China Sees Lunar South Pole Base by Around 2029

Moon (Credit: NASA)

by Douglas Messier
Managing Editor

During the National Space Council meeting in March. Vice President Mike Pence declared that the United States was in a space race with China. That declaration was not particularly newsworthy; China’s military-run space program has been surging in recent years as the emerging Asian superpower seeks superiority on the high frontier.

Pence did raise some eyebrows when he used China’s rise to justify move up America’s return to the moon by four years from 2028 to 2024. Was China’s human spaceflight program really planning to move that quickly? Does the moon have that much strategic value? Were the two nations really in a race to the lunar surface?

If they weren’t then, they are now. Maybe.

China’s official Xinhua news agency reports:

China aims to build a scientific research station in the south polar region of the moon and realize manned lunar exploration mission in about ten years, said a senior space official on Wednesday.

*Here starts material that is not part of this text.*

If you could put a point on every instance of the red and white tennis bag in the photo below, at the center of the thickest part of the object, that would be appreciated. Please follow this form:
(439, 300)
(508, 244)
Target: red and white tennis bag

Zhang Kejian, head of the China National Space Administration, made the remarks at the opening ceremony of China’s Space Day in Changsha, capital of central China’s Hunan Province.

That is all details the story provides. There is no information about a schedule, budget, or what “about 10 years means.” Nothing that would allow an outsider to judge whether the seriousness of the effort.

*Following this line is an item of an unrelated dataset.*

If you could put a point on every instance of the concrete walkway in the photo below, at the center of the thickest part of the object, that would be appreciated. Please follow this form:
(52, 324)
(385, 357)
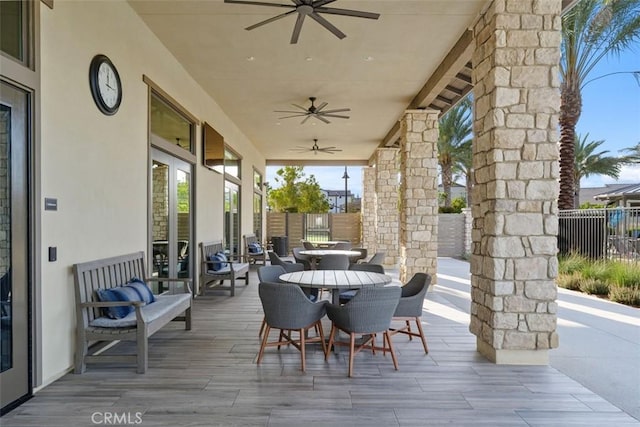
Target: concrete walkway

Still, even a vague announcement might help the Trump Administration sell its plans to a still skeptical Congress. At hearings after Pence’s speech, legislators expressed skepticism about the urgency of once again racing another country to the moon.

Of course, an actual proposal with a schedule and budget numbers would have helped. In his speech, Pence boldly claimed that NASA Administrator Jim Bridenstine had just told him the space agency had a plan. It actually didn’t.

Published reports indicate Bridenstine plans to have a proposal ready by the end of this month. He has said that NASA will seek an additional appropriation on top of its $21.5 billion budget for the current 2019 fiscal year.

The south pole is where the Trump Administration wants to land astronauts in time for Pence’s presidential run in 2024. Since China is also aiming to set up shop in that same area, could a cooperative program be in the works? The answer from the Administration is not yet.

In a speech earlier this week, National Space Council Executive Director Scott Pace noted that past cooperation in space between the United States and the Soviet Union (and later, Russia) followed an improvement in relations between the rival nations.

A level of trust is required between the two nations because joint space activities can be undertaken, Pace said. That is especially true when it comes to the high profile and high risk area of human spaceflight. That trust does not currently exist between the U.S. and China, he added.

Pace said that smaller measures involving space science, such as an exchange of lunar samples, could help to build trust between the two nations. China plans to launch its Chang’e-5 lunar sample return mission later this year.

However, he warned his audience to be wary of Chinese espionage efforts when forging links in space cooperation.